BACKGROUND AND AIMS: Reliable detection of antibodies against nodal targets is vital for the diagnosis of autoimmune nodopathies. The performance characteristics of recently developed in-house assays are unknown. We compared testing at four centres. METHODS: Each submitted 29-40 serum samples to a coordinating centre from one of three groups: (1) autoimmune nodopathy patients, with positive nodal/paranodal antibodies; (2) seronegative patients with other inflammatory neuropathies, and (3) healthy individuals or those with other neurological diseases. The coordinating centre recoded all samples and returned 160 identical aliquots to each testing centre for blinded testing.
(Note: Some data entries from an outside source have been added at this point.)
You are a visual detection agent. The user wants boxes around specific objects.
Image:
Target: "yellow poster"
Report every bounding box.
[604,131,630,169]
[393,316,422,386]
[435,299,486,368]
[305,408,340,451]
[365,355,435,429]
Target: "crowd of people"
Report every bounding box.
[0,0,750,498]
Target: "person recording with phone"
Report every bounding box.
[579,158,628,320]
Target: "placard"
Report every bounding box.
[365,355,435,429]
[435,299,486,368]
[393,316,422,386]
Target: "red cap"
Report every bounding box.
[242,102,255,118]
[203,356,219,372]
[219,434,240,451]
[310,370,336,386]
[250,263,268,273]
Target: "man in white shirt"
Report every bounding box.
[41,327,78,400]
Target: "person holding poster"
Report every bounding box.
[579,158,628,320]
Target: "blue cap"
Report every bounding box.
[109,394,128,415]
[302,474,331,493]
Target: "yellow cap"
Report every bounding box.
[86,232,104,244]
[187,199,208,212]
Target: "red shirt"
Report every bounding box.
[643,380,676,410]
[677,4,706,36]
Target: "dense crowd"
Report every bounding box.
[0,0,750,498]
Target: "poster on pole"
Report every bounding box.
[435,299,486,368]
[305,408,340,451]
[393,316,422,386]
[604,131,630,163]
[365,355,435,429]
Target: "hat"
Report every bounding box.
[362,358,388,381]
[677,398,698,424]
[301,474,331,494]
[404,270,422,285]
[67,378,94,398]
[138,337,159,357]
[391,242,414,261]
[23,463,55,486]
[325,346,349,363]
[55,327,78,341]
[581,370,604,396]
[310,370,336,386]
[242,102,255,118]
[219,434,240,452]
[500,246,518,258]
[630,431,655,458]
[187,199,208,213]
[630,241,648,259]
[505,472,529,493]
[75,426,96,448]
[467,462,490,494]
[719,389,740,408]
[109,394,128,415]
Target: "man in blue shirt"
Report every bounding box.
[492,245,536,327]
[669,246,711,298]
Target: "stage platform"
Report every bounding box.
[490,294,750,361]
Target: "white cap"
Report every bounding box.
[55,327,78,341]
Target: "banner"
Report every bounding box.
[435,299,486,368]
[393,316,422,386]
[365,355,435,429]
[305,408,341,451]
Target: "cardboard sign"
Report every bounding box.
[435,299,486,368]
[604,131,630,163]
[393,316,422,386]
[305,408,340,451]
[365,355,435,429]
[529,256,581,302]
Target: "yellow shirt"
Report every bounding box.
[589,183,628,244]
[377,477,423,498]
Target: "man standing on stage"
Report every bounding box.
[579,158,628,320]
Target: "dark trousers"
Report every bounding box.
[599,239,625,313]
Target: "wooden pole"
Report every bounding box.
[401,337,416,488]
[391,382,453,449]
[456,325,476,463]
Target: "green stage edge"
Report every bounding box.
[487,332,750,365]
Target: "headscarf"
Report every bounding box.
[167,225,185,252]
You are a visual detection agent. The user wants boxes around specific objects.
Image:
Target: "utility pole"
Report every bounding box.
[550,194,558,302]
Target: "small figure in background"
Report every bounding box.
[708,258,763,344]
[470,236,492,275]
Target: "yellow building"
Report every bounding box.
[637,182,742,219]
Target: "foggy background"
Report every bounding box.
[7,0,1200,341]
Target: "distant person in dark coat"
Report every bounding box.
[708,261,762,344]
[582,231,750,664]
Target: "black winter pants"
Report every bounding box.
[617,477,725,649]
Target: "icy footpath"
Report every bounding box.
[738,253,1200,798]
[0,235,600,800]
Once data from all centres had been received by the coordinating centre, unblinded results were returned for analysis. Sensitivity was defined by the proportion of group 1 samples returned as positive. Accuracy was defined as 0.075(sensitivity) + 0.925(specificity). RESULTS: Centres performed various combinations of ELISA, cell-based (CBAs) and teased-nerve fibre assays. All labs produced highly accurate results (96%-100%) and concordance for the overall result across at least 3 or all 4 test centres was observed for 98% and 89% of the samples respectively. However, 10/30 individual assays (6/14 CBAs and 4/16 ELISAs) were less than 90% sensitive. Only 3 assays had more than 1 false positive result (2 ELISAs and 1 CBA). Combining different assay modalities to produce an overall result did not improve accuracy. Inter-laboratory consistency in the determination of antibody subclasses was poor. INTERPRETATION: Although most samples were correctly categorised in all 4 centres, the use of a specific test modality or multiple tests did not guarantee accuracy. Early and repeated interlaboratory testing with sharing of samples is important to understand test performance and reproducibility, identify areas for improvement and maintain consistency. To aid this, we provide detailed methods for the best performing tests. Further standardisation of antibody subclass determination is required.